The above two expressions are identical to those in the RRTMGP documentation.
Radiative Fluxes
After running set!, the radiative fluxes are available from the radiation model:
# Longwave fluxes (ZFaceFields)
ℐ_lw_up = radiation.upwelling_longwave_flux
ℐ_lw_dn = radiation.downwelling_longwave_flux
# Shortwave flux (direct beam only for non-scattering solver)
ℐ_sw = radiation.downwelling_shortwave_fluxThe gray atmosphere uses a non-scattering shortwave approximation, so only the direct beam flux is computed. There is no diffuse shortwave or upwelling shortwave in this model.
Solar Zenith Angle
When using a DateTime clock, the solar zenith angle is computed from:
- Grid location (longitude from
x, latitude fromyfor single-column grids) - Date and time from
model.clock.time
The calculation accounts for:
- Day of year (for solar declination)
- Hour angle (based on solar time)
- Latitude (for observer position)
Clear-sky Full-spectrum Radiation
For more accurate radiative transfer calculations, use the ClearSkyOptics optics flavor which computes full-spectrum gas optics using RRTMGP's lookup tables:
using Breeze, Oceananigans.Units
using RRTMGP, NCDatasets # Required for RRTMGP lookup tables
grid = RectilinearGrid(; size=16, x=0, y=45, z=(0, 10kilometers),
topology=(Flat, Flat, Bounded))
constants = ThermodynamicConstants()
radiation = RadiativeTransferModel(grid, ClearSkyOptics(), constants;
surface_temperature = 300,
surface_emissivity = 0.98,
surface_albedo = 0.1,
background_atmosphere = BackgroundAtmosphere(CO₂ = 400e-6))RadiativeTransferModel
├── solar_constant: 1361.0 W m⁻²
├── surface_temperature: ConstantField(300.0) K
├── surface_emissivity: ConstantField(0.98)
├── direct_surface_albedo: ConstantField(0.1)

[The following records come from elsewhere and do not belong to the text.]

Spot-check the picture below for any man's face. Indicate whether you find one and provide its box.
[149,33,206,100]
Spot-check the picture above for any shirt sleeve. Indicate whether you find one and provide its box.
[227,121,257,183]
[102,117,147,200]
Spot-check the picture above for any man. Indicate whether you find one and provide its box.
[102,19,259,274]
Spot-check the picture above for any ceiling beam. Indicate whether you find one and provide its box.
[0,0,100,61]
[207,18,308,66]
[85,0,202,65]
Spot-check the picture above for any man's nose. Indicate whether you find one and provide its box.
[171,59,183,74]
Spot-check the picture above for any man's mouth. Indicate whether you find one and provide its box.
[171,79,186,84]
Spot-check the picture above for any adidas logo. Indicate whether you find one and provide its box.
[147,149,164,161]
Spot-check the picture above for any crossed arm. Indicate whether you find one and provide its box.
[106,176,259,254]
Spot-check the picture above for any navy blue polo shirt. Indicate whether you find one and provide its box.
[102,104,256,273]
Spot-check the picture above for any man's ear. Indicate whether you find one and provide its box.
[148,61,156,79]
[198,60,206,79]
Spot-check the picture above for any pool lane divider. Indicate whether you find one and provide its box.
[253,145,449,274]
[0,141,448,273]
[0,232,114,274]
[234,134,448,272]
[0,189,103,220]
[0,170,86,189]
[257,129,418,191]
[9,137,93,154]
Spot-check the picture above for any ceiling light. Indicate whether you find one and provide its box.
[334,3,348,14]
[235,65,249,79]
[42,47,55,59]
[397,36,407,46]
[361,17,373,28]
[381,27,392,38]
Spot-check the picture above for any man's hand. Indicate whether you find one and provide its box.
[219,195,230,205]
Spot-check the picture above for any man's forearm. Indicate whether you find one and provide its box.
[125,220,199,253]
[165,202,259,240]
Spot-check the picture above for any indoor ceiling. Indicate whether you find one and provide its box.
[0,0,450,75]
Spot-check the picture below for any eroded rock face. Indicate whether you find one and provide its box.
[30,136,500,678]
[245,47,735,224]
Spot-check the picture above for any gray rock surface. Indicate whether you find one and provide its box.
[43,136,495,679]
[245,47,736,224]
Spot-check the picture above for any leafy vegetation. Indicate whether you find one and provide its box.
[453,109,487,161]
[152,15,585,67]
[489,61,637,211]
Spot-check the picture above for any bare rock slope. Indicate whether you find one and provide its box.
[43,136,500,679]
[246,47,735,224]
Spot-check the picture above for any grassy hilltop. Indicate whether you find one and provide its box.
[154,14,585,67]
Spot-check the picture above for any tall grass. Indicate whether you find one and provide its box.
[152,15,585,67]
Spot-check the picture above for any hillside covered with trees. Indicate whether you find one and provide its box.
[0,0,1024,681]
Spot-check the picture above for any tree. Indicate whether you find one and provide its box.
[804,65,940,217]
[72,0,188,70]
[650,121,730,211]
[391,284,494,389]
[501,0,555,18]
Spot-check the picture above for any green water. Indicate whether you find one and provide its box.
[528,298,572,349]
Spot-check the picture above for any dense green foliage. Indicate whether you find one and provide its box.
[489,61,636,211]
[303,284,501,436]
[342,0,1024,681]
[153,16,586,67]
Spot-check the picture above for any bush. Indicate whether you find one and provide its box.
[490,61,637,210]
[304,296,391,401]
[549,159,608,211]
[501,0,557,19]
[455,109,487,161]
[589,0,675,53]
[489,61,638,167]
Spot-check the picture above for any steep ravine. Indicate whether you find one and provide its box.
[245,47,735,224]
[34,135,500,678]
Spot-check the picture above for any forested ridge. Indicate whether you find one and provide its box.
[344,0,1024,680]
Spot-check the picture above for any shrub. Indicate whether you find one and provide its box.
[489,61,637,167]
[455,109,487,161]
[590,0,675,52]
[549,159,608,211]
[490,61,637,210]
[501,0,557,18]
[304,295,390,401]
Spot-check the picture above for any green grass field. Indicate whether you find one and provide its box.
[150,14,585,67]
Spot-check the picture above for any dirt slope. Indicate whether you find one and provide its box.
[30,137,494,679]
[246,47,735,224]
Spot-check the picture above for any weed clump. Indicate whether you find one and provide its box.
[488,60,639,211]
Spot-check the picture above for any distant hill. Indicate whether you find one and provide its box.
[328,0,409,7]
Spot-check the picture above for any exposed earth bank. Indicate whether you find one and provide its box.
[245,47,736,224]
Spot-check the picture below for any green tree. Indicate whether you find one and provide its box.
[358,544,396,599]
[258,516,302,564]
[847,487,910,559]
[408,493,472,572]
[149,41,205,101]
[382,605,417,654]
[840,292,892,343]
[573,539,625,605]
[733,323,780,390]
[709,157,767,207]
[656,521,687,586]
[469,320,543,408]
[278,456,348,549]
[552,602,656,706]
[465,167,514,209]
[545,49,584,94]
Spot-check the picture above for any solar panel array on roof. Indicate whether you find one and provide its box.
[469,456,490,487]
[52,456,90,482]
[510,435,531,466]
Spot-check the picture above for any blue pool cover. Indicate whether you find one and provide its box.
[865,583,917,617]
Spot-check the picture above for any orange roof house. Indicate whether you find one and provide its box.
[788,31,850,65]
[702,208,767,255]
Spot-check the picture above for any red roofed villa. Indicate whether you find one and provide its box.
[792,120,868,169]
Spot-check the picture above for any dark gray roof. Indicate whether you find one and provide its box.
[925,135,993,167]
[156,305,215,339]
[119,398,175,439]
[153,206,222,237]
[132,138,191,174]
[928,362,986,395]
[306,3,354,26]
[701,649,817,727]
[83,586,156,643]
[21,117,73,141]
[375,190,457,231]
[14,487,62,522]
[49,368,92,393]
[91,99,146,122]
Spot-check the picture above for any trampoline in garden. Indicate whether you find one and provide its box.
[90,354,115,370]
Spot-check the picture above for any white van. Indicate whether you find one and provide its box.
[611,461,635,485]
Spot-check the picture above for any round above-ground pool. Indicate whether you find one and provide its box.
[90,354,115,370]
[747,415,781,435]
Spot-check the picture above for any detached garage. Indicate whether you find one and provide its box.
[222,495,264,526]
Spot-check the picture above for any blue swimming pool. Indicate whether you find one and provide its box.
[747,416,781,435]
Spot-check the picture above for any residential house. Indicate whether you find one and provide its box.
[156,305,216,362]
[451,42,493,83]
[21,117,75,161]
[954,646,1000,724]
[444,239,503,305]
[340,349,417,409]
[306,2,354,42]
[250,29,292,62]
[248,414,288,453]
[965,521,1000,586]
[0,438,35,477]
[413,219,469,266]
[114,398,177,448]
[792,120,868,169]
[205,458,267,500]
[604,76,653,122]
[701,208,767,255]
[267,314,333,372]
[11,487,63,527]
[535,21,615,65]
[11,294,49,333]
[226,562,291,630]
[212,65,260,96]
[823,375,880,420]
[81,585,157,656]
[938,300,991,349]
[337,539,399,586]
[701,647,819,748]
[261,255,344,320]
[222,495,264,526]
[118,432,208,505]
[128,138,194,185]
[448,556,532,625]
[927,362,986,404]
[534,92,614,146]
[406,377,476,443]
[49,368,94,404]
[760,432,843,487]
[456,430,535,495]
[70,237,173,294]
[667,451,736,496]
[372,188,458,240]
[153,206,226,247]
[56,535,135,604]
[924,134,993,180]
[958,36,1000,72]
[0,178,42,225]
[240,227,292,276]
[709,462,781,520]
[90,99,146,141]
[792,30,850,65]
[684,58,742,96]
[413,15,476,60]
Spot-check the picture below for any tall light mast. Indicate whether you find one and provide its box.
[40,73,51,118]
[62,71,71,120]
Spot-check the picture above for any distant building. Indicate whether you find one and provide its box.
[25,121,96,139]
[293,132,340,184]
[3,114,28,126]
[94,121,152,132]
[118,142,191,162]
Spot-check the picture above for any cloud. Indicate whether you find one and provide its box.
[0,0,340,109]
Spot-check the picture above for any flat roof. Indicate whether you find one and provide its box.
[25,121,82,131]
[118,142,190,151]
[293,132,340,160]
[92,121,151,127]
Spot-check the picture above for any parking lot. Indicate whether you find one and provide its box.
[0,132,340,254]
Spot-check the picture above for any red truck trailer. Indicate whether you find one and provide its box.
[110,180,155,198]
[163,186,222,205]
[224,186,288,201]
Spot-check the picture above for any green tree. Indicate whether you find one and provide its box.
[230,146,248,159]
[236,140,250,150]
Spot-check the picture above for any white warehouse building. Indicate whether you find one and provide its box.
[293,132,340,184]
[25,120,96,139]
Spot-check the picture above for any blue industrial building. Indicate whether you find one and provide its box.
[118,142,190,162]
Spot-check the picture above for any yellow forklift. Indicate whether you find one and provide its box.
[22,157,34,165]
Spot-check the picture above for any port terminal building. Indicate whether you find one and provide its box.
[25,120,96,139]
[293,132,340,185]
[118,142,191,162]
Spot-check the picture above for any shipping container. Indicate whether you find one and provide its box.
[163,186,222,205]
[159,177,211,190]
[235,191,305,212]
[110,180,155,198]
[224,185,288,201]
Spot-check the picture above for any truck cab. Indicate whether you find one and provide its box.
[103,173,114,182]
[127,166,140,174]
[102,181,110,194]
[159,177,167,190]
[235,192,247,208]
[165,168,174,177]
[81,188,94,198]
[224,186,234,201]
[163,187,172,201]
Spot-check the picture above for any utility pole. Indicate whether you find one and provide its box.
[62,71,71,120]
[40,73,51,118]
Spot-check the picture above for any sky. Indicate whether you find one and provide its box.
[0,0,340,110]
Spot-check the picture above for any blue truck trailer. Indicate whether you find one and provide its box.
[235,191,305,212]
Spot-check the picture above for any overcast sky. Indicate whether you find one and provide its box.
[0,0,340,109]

└── diffuse_surface_albedo: ConstantField(0.1)The BackgroundAtmosphere struct specifies volume mixing ratios for radiatively active gases (CO₂, CH₄, N₂O, O₃, etc.). Water vapor is computed from the model's prognostic moisture field.
Surface Properties
The RadiativeTransferModel model requires surface properties:
| Property | Description | Typical Values |
|---|---|---|
surface_temperature | Temperature at the surface [K] | 280-310 |
surface_emissivity | Longwave emissivity (0-1) | 0.95-0.99 |
surface_albedo | Shortwave albedo (0-1) | 0.1-0.3 |
solar_constant | TOA solar flux [W/m²] | 1361 |
Integration with dynamics
Radiative fluxes can be used to compute heating rates for the energy equation. The radiative heating rate is computed from flux divergence:
\[F_{\mathscr{I}} = -\frac{1}{\rho cᵖᵐ} \frac{\partial \mathscr{I}_{net}}{\partial z}\]
where $\mathscr{I}_{net}$ is the net radiative flux (upwelling minus downwelling), $cᵖᵐ$ is the mixture heat capacity, and $F_{\mathscr{I}}$ is the radiative flux divergence (heating rate).
Architecture Support
The radiative transfer implementation supports both CPU and GPU architectures. The column-based RRTMGP solver is called from Oceananigans' field data arrays with appropriate data layout conversions.